Sie gehört zur Weihnachtszeit wie Adventskalender und Kerzenschein: die Oper „Hänsel und Gretel“ von Engelbert Humperdinck. Das Libretto schrieb seine Schwester Adelheid Wette nach dem gleichnamigen Märchen der Brüder Grimm. Waren Text und Musik zuerst nur für eine private Aufführung in der Familie geplant, waren der Komponist und seine Librettistin von den Reaktionen so begeistert, dass eine abendfüllende Oper entstand. Zu Recht: Denn in Hamburg steht „Hänsel und Gretel“ seit genau 50 Jahren in der Inszenierung von Peter Beauvais auf dem Spielplan der Staatsoper in Hamburg.
Das musikalische Märchen – am 23. Dezember 1893 in Weimar unter der Leitung von Richard Strauss uraufgeführt – um die Kinder und ihre armen Eltern, den dunklen Wald und die Engel, die böse Hexe und die Erlösung ist nicht nur ein Dauerbrenner an der Dammtorstraße, sondern auch für mich. Zum fünften Mal habe ich „Hänsel und Gretel“ am Dienstag auf der Bühne gesehen.

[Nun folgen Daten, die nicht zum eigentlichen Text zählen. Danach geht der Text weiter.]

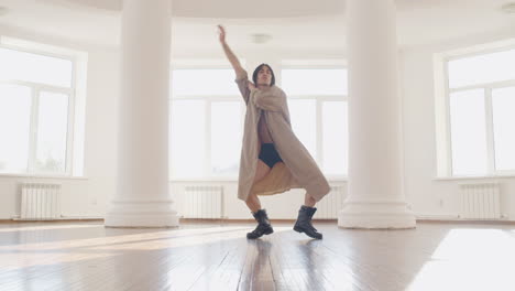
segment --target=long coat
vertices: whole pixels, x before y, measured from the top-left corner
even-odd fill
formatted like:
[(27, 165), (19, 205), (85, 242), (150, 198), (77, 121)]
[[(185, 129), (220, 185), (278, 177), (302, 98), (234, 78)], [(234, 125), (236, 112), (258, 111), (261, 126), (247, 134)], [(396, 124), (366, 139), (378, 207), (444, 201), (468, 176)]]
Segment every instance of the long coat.
[[(246, 201), (250, 193), (272, 195), (291, 188), (305, 188), (317, 202), (330, 191), (329, 183), (307, 149), (294, 134), (286, 95), (277, 87), (248, 88), (248, 75), (235, 79), (246, 104), (243, 144), (241, 148), (238, 197)], [(264, 118), (275, 149), (283, 162), (276, 163), (262, 180), (253, 183), (261, 142), (260, 118)]]

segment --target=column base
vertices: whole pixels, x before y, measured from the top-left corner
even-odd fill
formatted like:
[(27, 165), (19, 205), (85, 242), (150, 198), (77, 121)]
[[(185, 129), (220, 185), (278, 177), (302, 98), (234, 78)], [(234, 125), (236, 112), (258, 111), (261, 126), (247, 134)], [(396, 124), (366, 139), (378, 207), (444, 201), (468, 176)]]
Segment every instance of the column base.
[(112, 201), (106, 215), (106, 227), (177, 227), (173, 201)]
[(349, 202), (338, 214), (340, 228), (415, 228), (415, 215), (404, 202)]

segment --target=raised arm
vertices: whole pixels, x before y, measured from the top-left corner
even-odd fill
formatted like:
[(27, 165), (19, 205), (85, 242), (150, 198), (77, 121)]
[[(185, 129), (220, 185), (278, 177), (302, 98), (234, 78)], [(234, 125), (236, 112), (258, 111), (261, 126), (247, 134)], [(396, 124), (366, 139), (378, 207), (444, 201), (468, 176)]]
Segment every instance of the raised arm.
[(232, 67), (234, 68), (234, 72), (237, 74), (237, 79), (243, 78), (246, 76), (245, 69), (240, 64), (240, 61), (238, 57), (234, 55), (234, 53), (231, 51), (229, 45), (226, 42), (226, 29), (223, 29), (222, 25), (218, 25), (218, 33), (220, 36), (220, 44), (223, 47), (223, 52), (226, 53), (227, 58), (231, 63)]

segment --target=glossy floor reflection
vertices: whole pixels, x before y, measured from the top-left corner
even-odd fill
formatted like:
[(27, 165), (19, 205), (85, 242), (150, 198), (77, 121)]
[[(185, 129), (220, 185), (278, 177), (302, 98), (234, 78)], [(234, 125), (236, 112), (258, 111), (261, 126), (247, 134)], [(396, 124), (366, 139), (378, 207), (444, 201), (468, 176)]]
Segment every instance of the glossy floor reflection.
[(419, 223), (339, 229), (324, 240), (274, 223), (0, 224), (0, 290), (514, 290), (515, 225)]

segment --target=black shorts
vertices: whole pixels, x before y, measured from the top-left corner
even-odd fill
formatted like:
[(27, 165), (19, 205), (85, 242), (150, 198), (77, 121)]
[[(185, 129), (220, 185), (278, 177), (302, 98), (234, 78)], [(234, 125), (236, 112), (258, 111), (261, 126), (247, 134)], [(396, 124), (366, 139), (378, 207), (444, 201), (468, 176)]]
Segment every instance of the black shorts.
[(274, 164), (283, 161), (275, 150), (273, 143), (261, 144), (260, 160), (262, 160), (270, 168), (273, 168)]

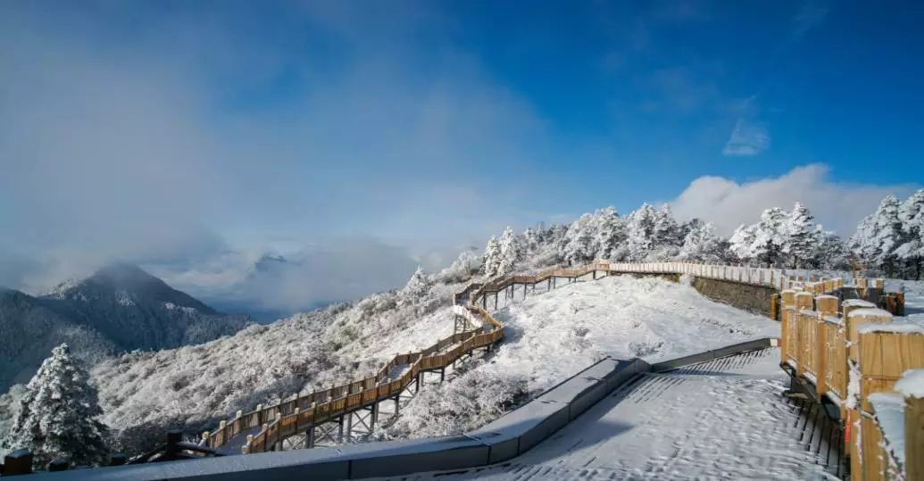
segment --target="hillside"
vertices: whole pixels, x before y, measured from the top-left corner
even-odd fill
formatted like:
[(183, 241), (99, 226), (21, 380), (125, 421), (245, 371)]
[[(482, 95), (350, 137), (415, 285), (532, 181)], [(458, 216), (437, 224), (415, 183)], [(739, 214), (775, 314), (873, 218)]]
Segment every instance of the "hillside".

Bein ersten Besuch der Oper war die Aufregung groß
Zum ersten Mal erlebte ich „Hänsel und Gretel“ als Zehnjährige im Theater meiner Heimatstadt Lübeck. Meine damals beste Freundin und ich durften allein in die Vorstellung. Wir trugen identische Kleider, die meine Mutter genäht hatte, und waren mächtig aufgeregt.

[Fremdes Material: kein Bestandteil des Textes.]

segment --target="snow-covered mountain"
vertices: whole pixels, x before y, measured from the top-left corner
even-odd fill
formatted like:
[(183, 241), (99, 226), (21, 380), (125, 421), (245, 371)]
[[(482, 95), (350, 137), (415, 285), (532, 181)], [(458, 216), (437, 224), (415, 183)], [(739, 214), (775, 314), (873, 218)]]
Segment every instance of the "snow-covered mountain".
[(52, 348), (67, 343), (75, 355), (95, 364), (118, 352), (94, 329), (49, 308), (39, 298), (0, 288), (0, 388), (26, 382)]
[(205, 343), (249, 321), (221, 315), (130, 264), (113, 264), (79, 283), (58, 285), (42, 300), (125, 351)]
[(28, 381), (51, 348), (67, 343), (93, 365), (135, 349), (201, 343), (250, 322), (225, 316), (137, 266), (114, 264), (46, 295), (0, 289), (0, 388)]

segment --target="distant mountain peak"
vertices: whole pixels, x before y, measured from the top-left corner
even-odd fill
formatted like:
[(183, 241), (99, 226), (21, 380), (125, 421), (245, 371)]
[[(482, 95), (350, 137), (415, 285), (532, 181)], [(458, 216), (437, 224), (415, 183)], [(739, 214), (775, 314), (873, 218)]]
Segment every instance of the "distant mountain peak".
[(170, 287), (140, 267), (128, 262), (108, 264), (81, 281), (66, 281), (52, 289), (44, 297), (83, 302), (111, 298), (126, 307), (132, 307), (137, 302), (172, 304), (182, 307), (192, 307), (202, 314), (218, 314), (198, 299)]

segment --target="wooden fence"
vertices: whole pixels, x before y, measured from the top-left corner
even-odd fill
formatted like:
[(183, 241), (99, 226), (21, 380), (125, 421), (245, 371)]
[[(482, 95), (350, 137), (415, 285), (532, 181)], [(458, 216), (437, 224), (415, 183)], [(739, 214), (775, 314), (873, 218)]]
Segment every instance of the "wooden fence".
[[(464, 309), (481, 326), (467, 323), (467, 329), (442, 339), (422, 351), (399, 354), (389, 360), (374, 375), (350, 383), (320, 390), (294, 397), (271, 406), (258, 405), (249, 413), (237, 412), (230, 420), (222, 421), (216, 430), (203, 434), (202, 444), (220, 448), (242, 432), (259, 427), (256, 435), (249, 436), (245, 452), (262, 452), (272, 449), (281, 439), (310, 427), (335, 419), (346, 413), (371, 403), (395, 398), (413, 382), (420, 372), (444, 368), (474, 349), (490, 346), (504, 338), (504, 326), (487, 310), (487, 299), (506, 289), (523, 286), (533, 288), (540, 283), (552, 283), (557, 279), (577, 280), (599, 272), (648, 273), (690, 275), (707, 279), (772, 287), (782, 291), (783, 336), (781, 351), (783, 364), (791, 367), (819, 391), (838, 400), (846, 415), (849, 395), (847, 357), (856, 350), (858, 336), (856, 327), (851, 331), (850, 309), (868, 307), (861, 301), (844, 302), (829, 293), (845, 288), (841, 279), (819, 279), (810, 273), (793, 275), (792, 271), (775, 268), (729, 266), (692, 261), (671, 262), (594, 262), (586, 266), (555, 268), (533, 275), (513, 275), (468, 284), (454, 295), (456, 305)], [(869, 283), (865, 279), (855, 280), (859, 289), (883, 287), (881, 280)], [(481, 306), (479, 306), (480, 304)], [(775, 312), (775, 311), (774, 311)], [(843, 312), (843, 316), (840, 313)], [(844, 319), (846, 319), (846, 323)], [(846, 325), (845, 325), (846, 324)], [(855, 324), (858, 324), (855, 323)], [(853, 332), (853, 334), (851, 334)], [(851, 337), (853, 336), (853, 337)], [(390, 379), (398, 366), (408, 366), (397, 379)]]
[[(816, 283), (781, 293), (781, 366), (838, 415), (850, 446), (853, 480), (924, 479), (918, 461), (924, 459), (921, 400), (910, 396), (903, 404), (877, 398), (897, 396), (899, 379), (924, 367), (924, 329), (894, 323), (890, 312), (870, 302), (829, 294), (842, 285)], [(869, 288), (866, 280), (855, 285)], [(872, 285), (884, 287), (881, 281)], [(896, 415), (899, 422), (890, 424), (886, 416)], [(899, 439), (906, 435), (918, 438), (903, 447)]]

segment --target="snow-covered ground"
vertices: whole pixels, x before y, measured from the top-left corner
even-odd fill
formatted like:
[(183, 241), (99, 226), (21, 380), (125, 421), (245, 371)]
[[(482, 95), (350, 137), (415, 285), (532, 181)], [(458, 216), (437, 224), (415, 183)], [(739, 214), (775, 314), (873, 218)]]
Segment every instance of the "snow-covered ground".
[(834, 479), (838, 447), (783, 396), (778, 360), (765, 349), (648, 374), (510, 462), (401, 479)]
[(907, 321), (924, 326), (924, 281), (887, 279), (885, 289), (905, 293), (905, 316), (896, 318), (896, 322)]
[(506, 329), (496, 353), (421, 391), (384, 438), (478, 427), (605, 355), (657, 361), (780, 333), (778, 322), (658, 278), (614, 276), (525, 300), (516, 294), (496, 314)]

1991 sah ich die Oper unweit vom Trafalgar Square in der English National Opera in London. Nah deren Tradition waren alle Texte auf Englisch, und die Hexe spielte ihren Part selbst für Erwachsene äußerst furchterregend. Hexenhaus und Backofen explodierten am Ende.

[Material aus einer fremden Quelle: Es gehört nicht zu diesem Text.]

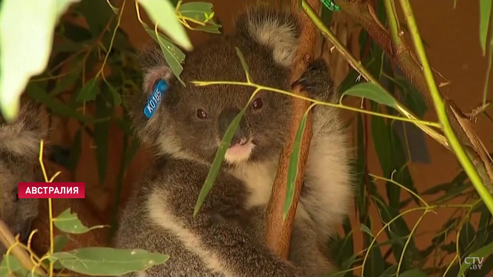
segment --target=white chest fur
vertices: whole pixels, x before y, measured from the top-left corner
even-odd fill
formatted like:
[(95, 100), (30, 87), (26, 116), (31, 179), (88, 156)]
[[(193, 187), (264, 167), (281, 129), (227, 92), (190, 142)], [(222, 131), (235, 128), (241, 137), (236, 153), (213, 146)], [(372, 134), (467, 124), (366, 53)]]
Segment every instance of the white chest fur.
[(229, 173), (243, 181), (250, 191), (246, 202), (249, 208), (269, 202), (277, 172), (277, 163), (267, 162), (241, 165)]
[[(229, 173), (243, 181), (250, 192), (246, 208), (267, 205), (272, 193), (272, 184), (277, 173), (278, 162), (242, 165), (229, 171)], [(305, 208), (299, 205), (296, 217), (308, 218)]]

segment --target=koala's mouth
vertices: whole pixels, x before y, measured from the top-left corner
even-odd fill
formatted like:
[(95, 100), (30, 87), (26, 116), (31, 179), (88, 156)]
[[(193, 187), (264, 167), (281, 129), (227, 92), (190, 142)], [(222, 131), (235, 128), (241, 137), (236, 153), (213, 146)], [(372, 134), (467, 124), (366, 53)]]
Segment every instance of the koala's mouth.
[(242, 139), (228, 148), (224, 155), (224, 159), (232, 164), (246, 161), (250, 158), (255, 146), (255, 143), (251, 138)]

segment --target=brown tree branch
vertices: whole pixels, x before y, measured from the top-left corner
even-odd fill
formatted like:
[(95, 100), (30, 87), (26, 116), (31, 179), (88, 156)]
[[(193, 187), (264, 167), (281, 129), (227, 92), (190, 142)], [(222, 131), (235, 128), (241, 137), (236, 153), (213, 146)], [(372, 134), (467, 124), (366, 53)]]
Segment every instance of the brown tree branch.
[[(15, 243), (15, 238), (5, 222), (0, 218), (0, 242), (3, 244), (5, 249), (8, 249)], [(13, 247), (10, 250), (10, 254), (15, 257), (21, 265), (28, 270), (31, 271), (36, 266), (33, 263), (28, 252), (18, 245)], [(11, 263), (12, 262), (10, 262)], [(46, 273), (40, 267), (35, 269), (35, 272), (41, 276), (46, 276)]]
[[(319, 12), (320, 8), (319, 0), (309, 0), (308, 1), (315, 10)], [(297, 12), (298, 0), (292, 0), (291, 8), (295, 12)], [(302, 32), (298, 52), (296, 53), (296, 57), (291, 69), (290, 80), (291, 83), (301, 77), (306, 70), (308, 63), (313, 59), (315, 52), (315, 42), (317, 36), (317, 28), (312, 24), (310, 20), (302, 13), (298, 13), (298, 14)], [(298, 91), (296, 89), (293, 92), (299, 93), (301, 92)], [(285, 220), (283, 221), (282, 212), (286, 196), (287, 168), (289, 156), (301, 118), (311, 104), (308, 101), (297, 98), (292, 98), (292, 100), (294, 110), (289, 127), (289, 135), (281, 154), (277, 174), (272, 187), (272, 195), (267, 209), (267, 225), (265, 234), (265, 242), (268, 247), (285, 258), (287, 258), (289, 254), (291, 227), (296, 214), (300, 194), (301, 192), (305, 168), (308, 157), (308, 148), (310, 147), (312, 135), (312, 120), (311, 117), (309, 114), (302, 138), (300, 160), (298, 166), (298, 175), (296, 177), (292, 204)]]

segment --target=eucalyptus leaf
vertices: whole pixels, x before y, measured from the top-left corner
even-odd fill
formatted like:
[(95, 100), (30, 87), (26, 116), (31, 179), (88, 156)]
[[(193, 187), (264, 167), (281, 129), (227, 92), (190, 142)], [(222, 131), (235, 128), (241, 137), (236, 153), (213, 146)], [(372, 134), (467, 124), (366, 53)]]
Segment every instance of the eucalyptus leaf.
[(361, 83), (344, 92), (344, 95), (364, 97), (377, 103), (393, 108), (397, 107), (395, 99), (387, 91), (373, 83)]
[(207, 2), (183, 3), (180, 5), (178, 10), (185, 19), (188, 18), (205, 24), (194, 27), (194, 29), (213, 34), (220, 34), (219, 29), (222, 26), (216, 24), (212, 19), (214, 12), (211, 3)]
[(108, 105), (102, 96), (98, 96), (96, 100), (96, 114), (101, 122), (94, 123), (94, 142), (96, 143), (96, 160), (98, 162), (98, 177), (100, 184), (104, 186), (106, 179), (106, 172), (108, 169), (108, 144), (109, 143), (109, 127), (111, 121), (106, 118), (113, 114), (113, 109)]
[(293, 202), (294, 196), (294, 186), (296, 184), (296, 177), (298, 176), (298, 164), (300, 162), (300, 153), (301, 151), (301, 140), (305, 132), (308, 111), (305, 112), (301, 118), (300, 125), (296, 131), (296, 135), (293, 144), (293, 148), (289, 155), (289, 162), (287, 166), (287, 184), (286, 185), (286, 198), (284, 203), (284, 209), (282, 210), (282, 220), (286, 219), (287, 212), (289, 210), (291, 204)]
[(370, 236), (371, 236), (372, 237), (374, 237), (374, 236), (373, 236), (373, 234), (372, 233), (372, 232), (371, 232), (371, 230), (370, 230), (370, 228), (369, 228), (368, 226), (367, 226), (366, 225), (363, 224), (363, 223), (361, 223), (361, 231), (362, 231), (363, 232), (364, 232), (368, 234)]
[(164, 35), (158, 33), (156, 36), (154, 30), (146, 29), (145, 31), (151, 37), (159, 43), (168, 66), (181, 84), (186, 86), (185, 82), (180, 78), (180, 74), (183, 70), (181, 64), (185, 61), (185, 54)]
[(74, 109), (62, 103), (55, 98), (50, 96), (45, 91), (43, 90), (43, 89), (35, 83), (30, 83), (28, 86), (26, 91), (32, 99), (45, 105), (54, 113), (72, 117), (85, 122), (89, 122), (93, 120), (92, 118), (76, 111)]
[(59, 252), (62, 251), (69, 242), (69, 237), (67, 235), (59, 235), (53, 239), (53, 251)]
[(118, 92), (116, 91), (116, 89), (114, 88), (109, 82), (105, 82), (106, 84), (108, 85), (108, 88), (109, 89), (109, 91), (111, 93), (111, 96), (113, 98), (113, 104), (115, 106), (119, 106), (122, 103), (122, 97), (118, 93)]
[(77, 218), (77, 213), (70, 212), (70, 208), (53, 218), (53, 223), (61, 231), (70, 234), (83, 234), (93, 229), (106, 227), (105, 225), (97, 225), (90, 228), (86, 227)]
[(178, 45), (190, 51), (193, 49), (185, 28), (178, 20), (175, 7), (169, 0), (138, 0), (149, 17), (159, 28)]
[(0, 3), (0, 111), (6, 120), (17, 116), (29, 78), (46, 67), (58, 17), (79, 0)]
[(479, 41), (481, 44), (483, 56), (486, 54), (486, 38), (488, 35), (492, 1), (493, 0), (479, 0)]
[(71, 271), (97, 276), (115, 276), (144, 271), (165, 263), (167, 255), (140, 249), (109, 247), (81, 248), (70, 252), (54, 253), (65, 268)]
[(27, 276), (29, 274), (29, 271), (24, 268), (15, 257), (8, 254), (8, 265), (7, 259), (6, 254), (3, 255), (0, 263), (0, 276), (11, 276), (12, 273), (18, 276)]
[(82, 102), (84, 101), (90, 101), (96, 99), (96, 96), (98, 94), (98, 80), (96, 77), (94, 77), (86, 82), (86, 84), (80, 90), (79, 94), (77, 95), (75, 99), (76, 102)]

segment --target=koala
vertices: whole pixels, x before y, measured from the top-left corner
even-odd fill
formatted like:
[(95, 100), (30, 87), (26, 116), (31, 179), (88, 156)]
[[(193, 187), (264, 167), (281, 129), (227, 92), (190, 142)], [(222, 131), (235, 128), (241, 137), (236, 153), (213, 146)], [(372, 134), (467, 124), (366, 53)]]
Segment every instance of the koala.
[[(241, 50), (257, 83), (290, 90), (301, 85), (314, 99), (339, 96), (322, 60), (290, 83), (300, 27), (296, 15), (265, 6), (239, 15), (234, 34), (186, 56), (180, 85), (158, 46), (141, 55), (142, 94), (131, 111), (141, 140), (155, 159), (122, 210), (114, 243), (170, 255), (162, 265), (130, 276), (321, 276), (334, 267), (327, 242), (349, 210), (352, 189), (348, 133), (339, 111), (313, 111), (313, 137), (297, 207), (288, 260), (263, 242), (265, 215), (293, 112), (289, 97), (260, 91), (240, 123), (217, 178), (193, 213), (220, 142), (254, 88), (198, 86), (192, 80), (245, 80)], [(169, 89), (149, 119), (142, 110), (156, 83)]]
[[(39, 107), (23, 99), (17, 119), (7, 123), (0, 116), (0, 214), (14, 234), (27, 239), (37, 215), (38, 200), (19, 199), (18, 183), (35, 182), (40, 174), (39, 141), (47, 136), (47, 123)], [(0, 254), (6, 249), (0, 246)]]

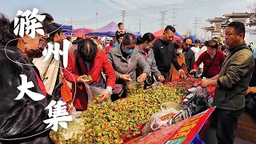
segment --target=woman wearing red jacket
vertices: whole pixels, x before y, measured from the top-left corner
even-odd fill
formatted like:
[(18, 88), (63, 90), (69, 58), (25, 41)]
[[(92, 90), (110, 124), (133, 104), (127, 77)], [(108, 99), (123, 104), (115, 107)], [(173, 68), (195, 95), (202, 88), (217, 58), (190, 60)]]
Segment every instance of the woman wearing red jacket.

Sohn begeistert: "Singen die jetzt etwa die ganze Zeit?"
Im Dezember 1994 schließlich die Inszenierung in der Staatsoper Hamburg. Wir waren mitten in Umzugsvorbereitungen, wollten aber auch unserem damals achtjährigen Sohn Robert seinen ersten Opernbesuch ermöglichen. Der Junge war sehr aufgeregt und wollte unbedingt seine neue helle Wildlederweste anziehen. Vor der Oper gab es noch einen Imbiss in einem Burger-Restaurant damals am Gänsemarkt. Und prompt landete ein satter Klecks Ketchup auf der Weste. Ewige Erinnerung an „Hänsel und Gretel“.
Wir nahmen unsere Plätze im ersten Rang an der Seite ein, der Sohn beobachtete alles sehr aufmerksam. Als Hänsel und Gretel nach der Ouvertüre sich in der Hütte kabbelten, sagte Robert: „Singen die jetzt etwa die ganze Zeit?“ Ja, das taten die Geschwister, die Eltern, das Sandmännchen und die Engel. Und der Sohn war so gebannt und begeistert, dass er in der Pause seinen Sitz nicht verlassen wollte. Selbst die Aussicht auf eine Cola konnte den Jungen nicht ins Foyer locken. Zu groß war die Angst, dass sich jemand anderes auf seinen Platz setzen könnte. Die Nummern auf den Tickets überzeugten den Drittklässler nicht.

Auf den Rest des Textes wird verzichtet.